The final step in the analysis of sequence variants is confirmation of variants classified as pathogenic or likely pathogenic using bi-directional Sanger sequencing. Variant(s) fulfilling all of the following criteria are not Sanger confirmed: 1) the variant quality score is above the internal threshold for a true positive call, 2) an unambiguous IGV in-line with the variant call and 3) previous Sanger confirmation of the same variant three times at GHC Genetics. Reported variants of uncertain significance (VUS) are confirmed with bi-directional Sanger sequencing only if the quality score is below our internally defined quality score for true positive call. Reported copy number variations with a size >10 exons are confirmed by orthogonal methods such as qPCR if the specific CNV has been seen less than three times at GHC Genetics.
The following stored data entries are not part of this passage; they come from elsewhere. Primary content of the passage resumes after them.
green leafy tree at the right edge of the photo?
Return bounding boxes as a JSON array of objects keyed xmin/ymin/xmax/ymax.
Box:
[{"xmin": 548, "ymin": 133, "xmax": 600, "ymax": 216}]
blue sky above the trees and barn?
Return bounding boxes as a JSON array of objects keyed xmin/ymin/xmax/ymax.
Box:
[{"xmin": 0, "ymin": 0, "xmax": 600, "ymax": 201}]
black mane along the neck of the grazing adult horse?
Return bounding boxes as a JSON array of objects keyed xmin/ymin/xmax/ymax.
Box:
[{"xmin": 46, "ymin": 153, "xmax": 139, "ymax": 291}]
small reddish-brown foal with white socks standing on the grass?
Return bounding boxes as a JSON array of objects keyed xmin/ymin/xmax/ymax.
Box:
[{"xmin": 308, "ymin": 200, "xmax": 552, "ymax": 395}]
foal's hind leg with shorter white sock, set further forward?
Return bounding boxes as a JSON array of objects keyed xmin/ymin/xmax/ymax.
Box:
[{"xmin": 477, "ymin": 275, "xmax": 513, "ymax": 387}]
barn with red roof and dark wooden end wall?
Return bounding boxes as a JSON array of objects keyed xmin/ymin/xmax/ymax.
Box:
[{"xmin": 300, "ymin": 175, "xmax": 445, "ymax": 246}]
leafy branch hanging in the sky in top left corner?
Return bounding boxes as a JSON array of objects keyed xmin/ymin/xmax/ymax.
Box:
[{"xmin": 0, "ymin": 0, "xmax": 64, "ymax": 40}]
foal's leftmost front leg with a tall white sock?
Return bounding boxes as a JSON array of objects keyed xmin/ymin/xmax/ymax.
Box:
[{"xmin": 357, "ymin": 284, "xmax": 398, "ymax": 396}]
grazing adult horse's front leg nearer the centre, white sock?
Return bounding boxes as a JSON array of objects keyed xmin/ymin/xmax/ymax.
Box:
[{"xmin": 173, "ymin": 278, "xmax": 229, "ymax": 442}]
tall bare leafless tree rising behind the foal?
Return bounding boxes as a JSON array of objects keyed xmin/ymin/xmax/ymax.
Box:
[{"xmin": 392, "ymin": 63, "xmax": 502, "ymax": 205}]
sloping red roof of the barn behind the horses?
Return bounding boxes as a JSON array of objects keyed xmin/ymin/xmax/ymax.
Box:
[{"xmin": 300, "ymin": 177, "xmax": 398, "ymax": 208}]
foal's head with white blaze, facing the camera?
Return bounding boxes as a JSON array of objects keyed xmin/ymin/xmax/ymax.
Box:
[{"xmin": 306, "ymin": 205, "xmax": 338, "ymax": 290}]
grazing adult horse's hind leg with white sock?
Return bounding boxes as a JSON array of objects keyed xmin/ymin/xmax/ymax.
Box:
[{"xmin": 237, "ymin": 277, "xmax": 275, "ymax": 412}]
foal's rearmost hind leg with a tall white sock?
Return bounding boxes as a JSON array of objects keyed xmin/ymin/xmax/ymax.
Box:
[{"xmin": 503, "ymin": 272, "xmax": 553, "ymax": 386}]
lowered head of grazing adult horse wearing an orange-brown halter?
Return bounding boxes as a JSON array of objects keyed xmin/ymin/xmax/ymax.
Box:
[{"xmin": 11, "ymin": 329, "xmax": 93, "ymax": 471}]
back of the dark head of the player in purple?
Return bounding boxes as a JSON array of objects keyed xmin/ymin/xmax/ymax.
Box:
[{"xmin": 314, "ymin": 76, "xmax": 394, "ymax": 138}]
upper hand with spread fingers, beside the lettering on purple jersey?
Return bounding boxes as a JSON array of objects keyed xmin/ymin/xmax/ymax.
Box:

Our clinical statement includes tables for sequencing and copy number variants that include basic variant information (genomic coordinates, HGVS nomenclature, zygosity, allele frequencies, in silico predictions, OMIM phenotypes and classification of the variant). In addition, the statement includes detailed descriptions of the variant, gene and phenotype(s) including the role of the specific gene in human disease, the mutation profile, information about the gene’s variation in population cohorts and detailed information about related phenotypes. We also provide links to the references used, and mutation databases to help our customers further evaluate the reported findings if desired. The conclusion summarizes all of the existing information and provides our rationale for the classification of the variant.
Identification of pathogenic or likely pathogenic variants in dominant disorders or their combinations in different alleles in recessive disorders are considered molecular confirmation of the clinical diagnosis. In these cases, family member testing can be used for risk stratification within the family. In the case of variants of uncertain significance (VUS), we do not recommend family member risk stratification based on the VUS result. Furthermore, in the case of VUS, we do not recommend the use of genetic information in patient management or genetic counselling.
Our Clinical interpretation team analyses millions of variants from thousands of individuals with rare diseases. Thus, our database, and our understanding of variants and related phenotypes, is growing by leaps and bounds. Our laboratories are therefore well positioned to re-classify previously reported variants as new information becomes available. If a variant previously reported by GHC Genetics is re-classified, our laboratories will issue a follow-up statement to the original ordering health care provider at no additional cost.